08| Conditional Statements

Miles Robertson, 12.24.23 (edited 01.16.24)

Introduction

In many cases, you will want to run code only if a certain condition is met. We use this logic frequently in our lives: if it is raining today, then I will put on a raincoat. If my doorbell rings and I'm expecting a friend, then I will open the door without looking through the peephole. If a child asks me to help them find their mother, I will explain that this is a dog-eat-dog world and that they must learn to fend for themselves. This is incredibly useful in code, and can be accomplished with conditional statements. In this chapter, we will learn about the if, else if, and else statements, and how we can use them in programs.

If-Else Blocks

The if statement is the most basic conditional statement. It allows us to run code only if a certain condition is met. The syntax for an if statement is as follows:

if (condition) {
    # code to run if condition is true
}

The condition is a logical expression that evaluates to either TRUE or FALSE. If the condition is TRUE, then the code inside the curly braces will run. If the condition is FALSE, then it will not. Let's look at an example where a few lines of code are run only if a condition is met:

age <- 18

if (age < 18) {
    cat("You are not old enough to vote.")
}

Here, since age < 18 evaluates to FALSE, the code inside the curly braces will not run. If we change the value of age to 16, then the code will run, since age < 18 is now TRUE.

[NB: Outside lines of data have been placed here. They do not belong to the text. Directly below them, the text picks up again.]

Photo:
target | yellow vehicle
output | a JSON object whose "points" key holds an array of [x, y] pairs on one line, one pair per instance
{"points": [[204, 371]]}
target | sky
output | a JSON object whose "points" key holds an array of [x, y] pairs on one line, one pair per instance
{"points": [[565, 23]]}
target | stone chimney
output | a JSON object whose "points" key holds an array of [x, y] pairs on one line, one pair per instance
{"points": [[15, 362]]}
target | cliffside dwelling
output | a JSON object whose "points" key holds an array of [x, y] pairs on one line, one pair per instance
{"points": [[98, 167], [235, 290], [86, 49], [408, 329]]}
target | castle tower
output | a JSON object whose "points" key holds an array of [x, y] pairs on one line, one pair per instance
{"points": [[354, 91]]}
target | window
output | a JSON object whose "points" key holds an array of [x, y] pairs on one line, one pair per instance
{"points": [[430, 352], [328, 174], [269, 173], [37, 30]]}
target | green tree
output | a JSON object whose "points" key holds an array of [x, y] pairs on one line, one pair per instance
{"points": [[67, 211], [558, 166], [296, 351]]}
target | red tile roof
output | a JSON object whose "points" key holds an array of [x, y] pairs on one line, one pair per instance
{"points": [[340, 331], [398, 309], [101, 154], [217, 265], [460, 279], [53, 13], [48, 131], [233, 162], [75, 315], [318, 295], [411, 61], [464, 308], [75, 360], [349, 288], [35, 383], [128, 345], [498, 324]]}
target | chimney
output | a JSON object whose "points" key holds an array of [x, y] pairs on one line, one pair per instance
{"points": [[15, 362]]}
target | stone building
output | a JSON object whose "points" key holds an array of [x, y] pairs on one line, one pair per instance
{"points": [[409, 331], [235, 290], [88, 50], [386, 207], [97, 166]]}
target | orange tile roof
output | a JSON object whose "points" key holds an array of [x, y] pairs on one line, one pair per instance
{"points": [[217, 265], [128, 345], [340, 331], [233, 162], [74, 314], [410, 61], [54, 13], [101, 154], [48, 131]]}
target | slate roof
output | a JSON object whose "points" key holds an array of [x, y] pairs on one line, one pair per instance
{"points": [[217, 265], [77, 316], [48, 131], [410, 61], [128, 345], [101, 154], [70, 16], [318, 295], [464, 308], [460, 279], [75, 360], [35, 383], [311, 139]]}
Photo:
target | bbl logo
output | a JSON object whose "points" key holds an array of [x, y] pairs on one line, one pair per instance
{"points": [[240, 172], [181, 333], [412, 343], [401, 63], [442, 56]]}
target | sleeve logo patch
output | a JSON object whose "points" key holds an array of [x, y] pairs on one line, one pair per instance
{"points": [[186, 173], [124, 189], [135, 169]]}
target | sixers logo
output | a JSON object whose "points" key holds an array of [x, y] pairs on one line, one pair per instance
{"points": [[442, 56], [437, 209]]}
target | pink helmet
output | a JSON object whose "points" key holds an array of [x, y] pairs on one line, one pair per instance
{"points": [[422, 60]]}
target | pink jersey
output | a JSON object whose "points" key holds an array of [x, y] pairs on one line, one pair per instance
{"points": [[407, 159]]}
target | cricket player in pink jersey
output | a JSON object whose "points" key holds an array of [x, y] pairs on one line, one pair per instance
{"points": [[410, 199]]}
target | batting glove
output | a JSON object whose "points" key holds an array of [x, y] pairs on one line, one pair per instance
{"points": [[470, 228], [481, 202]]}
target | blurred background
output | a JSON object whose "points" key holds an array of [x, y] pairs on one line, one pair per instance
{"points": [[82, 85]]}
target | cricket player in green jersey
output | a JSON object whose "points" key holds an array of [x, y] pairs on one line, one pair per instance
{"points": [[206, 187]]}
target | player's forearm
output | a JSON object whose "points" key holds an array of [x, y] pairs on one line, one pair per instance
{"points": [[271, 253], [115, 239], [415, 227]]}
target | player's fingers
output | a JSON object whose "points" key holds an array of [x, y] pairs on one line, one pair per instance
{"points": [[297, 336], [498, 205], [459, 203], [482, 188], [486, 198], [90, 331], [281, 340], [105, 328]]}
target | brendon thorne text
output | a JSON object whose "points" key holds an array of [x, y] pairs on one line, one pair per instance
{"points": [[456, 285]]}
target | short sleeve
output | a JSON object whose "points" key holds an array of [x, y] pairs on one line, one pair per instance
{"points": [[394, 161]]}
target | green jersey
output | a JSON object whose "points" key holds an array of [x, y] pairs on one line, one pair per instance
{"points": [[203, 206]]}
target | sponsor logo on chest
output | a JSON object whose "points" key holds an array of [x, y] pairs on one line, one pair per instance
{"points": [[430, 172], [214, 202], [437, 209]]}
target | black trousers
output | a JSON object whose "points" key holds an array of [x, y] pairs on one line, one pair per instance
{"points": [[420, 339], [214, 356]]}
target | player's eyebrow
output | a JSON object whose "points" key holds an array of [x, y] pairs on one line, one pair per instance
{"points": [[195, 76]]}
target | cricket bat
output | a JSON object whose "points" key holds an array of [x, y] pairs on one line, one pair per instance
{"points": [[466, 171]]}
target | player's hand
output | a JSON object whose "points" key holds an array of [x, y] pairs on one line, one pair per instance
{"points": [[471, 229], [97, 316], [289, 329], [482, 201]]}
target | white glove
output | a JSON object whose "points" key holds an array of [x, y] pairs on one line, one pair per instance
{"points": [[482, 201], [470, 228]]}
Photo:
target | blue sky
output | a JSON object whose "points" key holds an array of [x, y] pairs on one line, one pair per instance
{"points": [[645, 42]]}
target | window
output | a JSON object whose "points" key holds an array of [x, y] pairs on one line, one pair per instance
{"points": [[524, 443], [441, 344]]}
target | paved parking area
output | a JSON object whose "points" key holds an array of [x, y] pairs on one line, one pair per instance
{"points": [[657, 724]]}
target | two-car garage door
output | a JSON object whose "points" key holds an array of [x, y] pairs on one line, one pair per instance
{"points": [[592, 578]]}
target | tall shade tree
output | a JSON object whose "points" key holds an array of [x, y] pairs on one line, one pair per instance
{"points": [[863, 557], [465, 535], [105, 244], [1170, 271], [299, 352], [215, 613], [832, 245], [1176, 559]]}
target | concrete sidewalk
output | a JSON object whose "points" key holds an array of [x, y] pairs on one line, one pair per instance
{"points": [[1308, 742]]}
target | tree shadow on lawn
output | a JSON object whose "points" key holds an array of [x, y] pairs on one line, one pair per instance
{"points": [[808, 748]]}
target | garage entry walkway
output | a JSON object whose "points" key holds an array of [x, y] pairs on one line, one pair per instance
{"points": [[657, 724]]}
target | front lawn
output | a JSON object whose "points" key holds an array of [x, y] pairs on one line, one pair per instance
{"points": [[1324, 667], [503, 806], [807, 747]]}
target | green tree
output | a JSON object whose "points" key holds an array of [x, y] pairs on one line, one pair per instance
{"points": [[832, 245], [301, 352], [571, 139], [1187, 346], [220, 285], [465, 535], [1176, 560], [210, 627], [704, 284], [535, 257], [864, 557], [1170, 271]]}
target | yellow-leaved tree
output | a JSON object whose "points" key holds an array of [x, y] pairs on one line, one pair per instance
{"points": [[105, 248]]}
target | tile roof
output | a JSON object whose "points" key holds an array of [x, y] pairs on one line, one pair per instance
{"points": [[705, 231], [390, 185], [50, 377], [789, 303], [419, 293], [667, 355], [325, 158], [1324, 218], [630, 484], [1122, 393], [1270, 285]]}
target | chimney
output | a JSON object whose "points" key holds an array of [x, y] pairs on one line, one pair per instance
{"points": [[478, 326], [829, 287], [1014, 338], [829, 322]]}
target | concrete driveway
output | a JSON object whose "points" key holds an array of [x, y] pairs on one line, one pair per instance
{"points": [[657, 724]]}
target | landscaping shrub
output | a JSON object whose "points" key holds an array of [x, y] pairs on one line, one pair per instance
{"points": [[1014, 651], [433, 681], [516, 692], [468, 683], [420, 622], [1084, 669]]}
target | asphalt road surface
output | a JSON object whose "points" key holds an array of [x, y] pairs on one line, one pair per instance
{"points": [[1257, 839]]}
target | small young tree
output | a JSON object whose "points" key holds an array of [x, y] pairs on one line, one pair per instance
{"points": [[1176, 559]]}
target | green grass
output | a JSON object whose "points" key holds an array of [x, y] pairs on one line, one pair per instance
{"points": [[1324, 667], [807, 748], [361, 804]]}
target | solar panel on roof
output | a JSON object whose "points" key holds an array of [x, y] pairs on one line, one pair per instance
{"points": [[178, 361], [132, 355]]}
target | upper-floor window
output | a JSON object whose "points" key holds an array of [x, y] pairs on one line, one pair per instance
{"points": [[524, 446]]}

Say we want the above program to show an affirmation of voting rights for those 18 or older. One option is to add a second if statement as shown below.

age <- 18

if (age < 18) {
    cat("You are not old enough to vote.")
}

if (age >= 18) {
    cat("You can vote!")
}

The code above is effective in achieving what we want. However, in this situation, there is never a case where the value of age is both less than 18 and greater than or equal to 18. In other words, the two conditions are mutually exclusive. In this case, we can use an else statement to make our code more efficient. The else statement is used in conjunction with an if statement, and runs code only if the statement above it is FALSE:

age <- 18

if (age < 18) {
    cat("You are not old enough to vote.")
} else {
    cat("You can vote!")
}

Note that the else statement does not have a condition. It simply runs code if the if statement above it is FALSE. An else statement is not required for all if statements, but it is useful in this case. Here, You can vote! only appears on the screen if the condition age < 18 is checked and seen to be FALSE. If the condition is TRUE, then the code inside the curly braces after if will run, and the else statement will be skipped entirely.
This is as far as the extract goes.